Ce texte de loi est grave. Il ne se contente pas de légaliser des situations existantes – ce qui, en soi, est déjà contestable, car on ne voit pas pourquoi la loi volerait au secours des hors-la-loi. Il est grave, car il ouvre une brèche et y place une véritable bombe à retardement : avec la disposition relative aux communes touristiques, il permettra la généralisation de l'ouverture des commerces le dimanche. Vous savez très bien qu'il suffira pour cela que la liste des communes touristiques s'allonge. Nous connaissons actuellement une situation similaire avec les ouvertures de casinos qui, à l'origine, n'étaient autorisées que dans les villes thermales. Pourtant, progressivement, ces établissements se sont implantés partout en France. Même si les élus locaux s'opposent à l'ouverture du dimanche, il suffira d'une décision des préfets représentant un gouvernement comme le vôtre, désireux de généraliser cette pratique.

À cette brèche, vous ajoutez une bombe à retardement économique et sociale. Elle est économique, tout d'abord, car vous instituez un déséquilibre de plus en faveur de la grande distribution, au détriment des petits commerces. Ensuite, elle est surtout sociale, car les travailleurs du dimanche n'auront pas tous droit au même traitement. Vos belles paroles sur le paiement double se sont vite fracassées sur la réalité. Il en est de même du volontariat. Tout le monde sait très bien à quel point ce volontariat sera virtuel. Il est d'autant plus irréaliste dans la période de développement du chômage que nous traversons. Quel chômeur refusera de signer un contrat de travail comprenant une clause de travail du dimanche alors que la France compte 2,5 et bientôt 3 millions de demandeurs d'emplois ? Quel salarié déjà employé à temps partiel dans la grande distribution, où c'est la règle, refusera de travailler quelques heures de plus un dimanche, quand c'est la seule solution pour obtenir un revenu décent et correct ?

Enfin, votre refus obstiné de faire un bilan précis des conséquences sociales de l'ouverture du dimanche déjà pratiquée par certains commerces sonne comme un aveu. Cela n'aurait pas manqué de faire apparaître ses conséquences négatives, notamment sur la vie de famille. Comment déplorer que des enfants soient livrés à eux-mêmes des journées entières si, dans le même temps, on incite par la loi – on les contraint même – un certain nombre de parents à travailler toute la journée du dimanche ?

Avant de conclure, mes chers collègues, je voudrais lancer un appel à celles et ceux qui, sur les bancs de la majorité, de l'UMP et du Nouveau Centre, doutent encore.

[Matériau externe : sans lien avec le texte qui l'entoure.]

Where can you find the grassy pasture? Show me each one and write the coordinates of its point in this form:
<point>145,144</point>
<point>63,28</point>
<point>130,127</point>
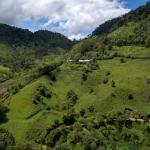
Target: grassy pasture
<point>129,78</point>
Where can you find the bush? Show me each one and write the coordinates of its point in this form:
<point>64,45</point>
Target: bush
<point>130,97</point>
<point>72,97</point>
<point>3,111</point>
<point>91,108</point>
<point>107,73</point>
<point>122,60</point>
<point>84,77</point>
<point>41,93</point>
<point>82,112</point>
<point>148,80</point>
<point>113,84</point>
<point>105,80</point>
<point>7,141</point>
<point>69,119</point>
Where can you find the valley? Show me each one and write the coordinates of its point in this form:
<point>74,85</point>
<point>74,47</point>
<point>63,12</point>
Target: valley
<point>91,94</point>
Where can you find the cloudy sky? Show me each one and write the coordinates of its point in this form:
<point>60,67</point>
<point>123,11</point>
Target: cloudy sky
<point>73,18</point>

La question du travail du dimanche est au coeur du pacte social et républicain de la France depuis plus de cent ans. Alors, au-delà des partis et des groupes parlementaires, écoutez la voix de la majorité des Français et levez-vous pour exprimer, avec nous, le refus de ce texte.

En attendant, vous pouvez compter sur la détermination pleine et entière de tous les députés du groupe de la Gauche démocrate et républicaine. Que nous soyons Verts, communistes, du Parti de gauche, de métropole ou d'outre-mer, nous voterons tous contre ce texte. (Applaudissements sur les bancs des groupes GDR et SRC.)